MAHKEMESİ :Asliye Hukuk Mahkemesi
SAYISI : 2021/425 E., 2023/138 K.
ASIL DAVADA DAVACI
BİRLEŞEN DAVADA DAVALI : ... vekili Avukat ...
ASIL DAVADA DAVALI
BİRLEŞEN DAVADA DAVACI : ... vd. vekili Avukat ...
DAVA TARİHİ : 02.11.2012
KARAR : Davanın açılmamış sayılmasına, kısmen kabul, kısmen ret
Taraflar arasındaki asıl ve birleştirilen davada gayrimenkul satış vaadi sözleşmesine dayalı tapu iptali ve tescil, birleştirilen davada satış vaadinin iptali davasında verilen karar hakkında yapılan temyiz incelemesi sonucunda, Dairece Mahkeme kararının bozulmasına karar verilmiştir.
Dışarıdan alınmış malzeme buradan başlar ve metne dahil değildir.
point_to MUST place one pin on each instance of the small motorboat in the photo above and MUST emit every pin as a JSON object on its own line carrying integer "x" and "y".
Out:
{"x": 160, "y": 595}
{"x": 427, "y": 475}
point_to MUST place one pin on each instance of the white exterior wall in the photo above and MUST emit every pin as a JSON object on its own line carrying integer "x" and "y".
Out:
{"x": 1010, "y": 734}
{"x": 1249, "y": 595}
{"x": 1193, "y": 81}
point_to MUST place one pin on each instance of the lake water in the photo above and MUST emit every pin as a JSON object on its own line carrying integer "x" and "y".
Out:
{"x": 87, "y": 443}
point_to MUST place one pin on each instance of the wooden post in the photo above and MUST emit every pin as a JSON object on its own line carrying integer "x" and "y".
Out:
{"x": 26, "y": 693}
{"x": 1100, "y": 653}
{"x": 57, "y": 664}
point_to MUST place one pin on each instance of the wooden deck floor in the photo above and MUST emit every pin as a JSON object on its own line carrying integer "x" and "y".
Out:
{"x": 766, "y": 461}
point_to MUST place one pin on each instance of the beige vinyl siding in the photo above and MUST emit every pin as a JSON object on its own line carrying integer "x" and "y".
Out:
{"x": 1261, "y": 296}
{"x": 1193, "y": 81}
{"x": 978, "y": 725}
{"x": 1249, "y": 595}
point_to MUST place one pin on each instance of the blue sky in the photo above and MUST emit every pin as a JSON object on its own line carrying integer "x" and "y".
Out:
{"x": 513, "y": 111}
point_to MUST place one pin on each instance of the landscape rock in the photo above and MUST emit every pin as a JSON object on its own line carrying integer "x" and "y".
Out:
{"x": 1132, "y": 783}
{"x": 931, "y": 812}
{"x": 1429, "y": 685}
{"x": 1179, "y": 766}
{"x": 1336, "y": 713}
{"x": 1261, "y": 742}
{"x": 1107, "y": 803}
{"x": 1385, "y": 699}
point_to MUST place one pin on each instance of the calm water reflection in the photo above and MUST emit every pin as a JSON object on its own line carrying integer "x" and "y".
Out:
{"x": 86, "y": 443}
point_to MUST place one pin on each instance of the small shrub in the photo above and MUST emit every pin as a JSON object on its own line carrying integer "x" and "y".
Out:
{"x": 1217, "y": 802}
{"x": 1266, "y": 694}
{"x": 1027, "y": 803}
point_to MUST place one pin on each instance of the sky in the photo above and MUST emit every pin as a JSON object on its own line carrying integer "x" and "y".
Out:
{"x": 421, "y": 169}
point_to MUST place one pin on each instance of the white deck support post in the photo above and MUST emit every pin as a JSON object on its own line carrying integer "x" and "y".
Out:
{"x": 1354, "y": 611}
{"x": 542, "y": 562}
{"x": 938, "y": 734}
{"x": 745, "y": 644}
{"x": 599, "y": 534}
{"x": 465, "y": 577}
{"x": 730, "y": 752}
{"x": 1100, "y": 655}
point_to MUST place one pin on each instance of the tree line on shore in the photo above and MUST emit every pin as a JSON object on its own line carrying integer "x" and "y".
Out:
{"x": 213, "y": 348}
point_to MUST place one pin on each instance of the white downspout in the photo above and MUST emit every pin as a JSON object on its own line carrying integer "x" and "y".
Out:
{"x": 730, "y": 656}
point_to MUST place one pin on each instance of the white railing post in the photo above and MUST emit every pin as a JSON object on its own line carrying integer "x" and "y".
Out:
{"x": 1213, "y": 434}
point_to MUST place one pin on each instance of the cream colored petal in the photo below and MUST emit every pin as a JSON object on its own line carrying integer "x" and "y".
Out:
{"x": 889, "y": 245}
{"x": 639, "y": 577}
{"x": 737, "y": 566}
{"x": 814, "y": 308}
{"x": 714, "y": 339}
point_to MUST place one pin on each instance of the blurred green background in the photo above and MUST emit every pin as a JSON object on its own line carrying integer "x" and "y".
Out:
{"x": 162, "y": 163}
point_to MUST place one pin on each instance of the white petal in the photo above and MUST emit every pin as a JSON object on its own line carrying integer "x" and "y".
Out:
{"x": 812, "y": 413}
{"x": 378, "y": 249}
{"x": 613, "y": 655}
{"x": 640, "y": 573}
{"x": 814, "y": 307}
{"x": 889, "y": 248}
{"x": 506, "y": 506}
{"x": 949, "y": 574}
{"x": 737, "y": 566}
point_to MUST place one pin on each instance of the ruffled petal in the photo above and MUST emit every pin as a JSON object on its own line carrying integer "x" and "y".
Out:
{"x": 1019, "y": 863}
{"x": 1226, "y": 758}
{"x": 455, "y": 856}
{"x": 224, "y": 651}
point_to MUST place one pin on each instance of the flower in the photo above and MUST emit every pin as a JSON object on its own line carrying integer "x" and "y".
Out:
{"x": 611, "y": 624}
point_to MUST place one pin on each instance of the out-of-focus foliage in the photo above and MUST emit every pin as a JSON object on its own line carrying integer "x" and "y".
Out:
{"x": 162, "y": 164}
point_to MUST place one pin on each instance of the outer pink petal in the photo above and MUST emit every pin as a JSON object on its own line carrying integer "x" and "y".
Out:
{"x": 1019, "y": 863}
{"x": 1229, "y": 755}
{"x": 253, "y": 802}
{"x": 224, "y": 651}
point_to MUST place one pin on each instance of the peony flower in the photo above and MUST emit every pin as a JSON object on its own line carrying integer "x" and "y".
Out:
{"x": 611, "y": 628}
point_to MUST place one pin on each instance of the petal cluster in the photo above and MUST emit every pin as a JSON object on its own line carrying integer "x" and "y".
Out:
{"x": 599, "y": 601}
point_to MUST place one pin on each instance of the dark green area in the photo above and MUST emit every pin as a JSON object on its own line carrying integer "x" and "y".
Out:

Mahkemesince bozmaya uyularak yeniden yapılan yargılama sonucunda; davanın açılmamış sayılmasına, kısmen kabul, kısmen reddine karar verilmiştir.
Mahkeme kararı asıl ve birleştirilen davada davalı, birleştirilen davada davacı ... miraşçıları vekili tarafından temyiz edilmekle; kesinlik, süre, temyiz şartı ve diğer usul eksiklikleri yönünden yapılan ön inceleme sonucunda, temyiz dilekçesinin kabulüne karar verildikten ve Tetkik Hâkimi tarafından hazırlanan rapor dinlendikten sonra dosyadaki belgeler incelenip gereği düşünüldü:
I. DAVA
1.Bakırköy 10. Asliye Hukuk Mahkemesinin 2012/486 Esas sayılı asıl dava dosyası ile birleştirilen Bakırköy 5. Asliye Hukuk Mahkemesinin 2019/60 Esas sayılı dosyasında davacı ...; davalı ile arasında Bakırköy 19. Noterliğinin 19.06.2006 tarihli ve 29708 yevmiye numaralı düzenleme şeklinde gayrimenkul satış vaadi sözleşmesi yapıldığını, sözleşme ile davalının kendisine ait olan hisseyi 21.000,00 TL karşılığında satmayı vaat ettiğini, bedelin davalıya ödenmesine karşın davalının kötü niyetli olarak sözleşmeyi ifaya yanaşmadığını ileri sürerek, sözleşme ve konusu taşınmazda davalıya ait 20/294 oranındaki hissenin adına tesciline, yaşadığı süreç nedeniyle 10.000,00 TL manevi tazminatın davalıdan tahsiline karar verilmesini istemiştir.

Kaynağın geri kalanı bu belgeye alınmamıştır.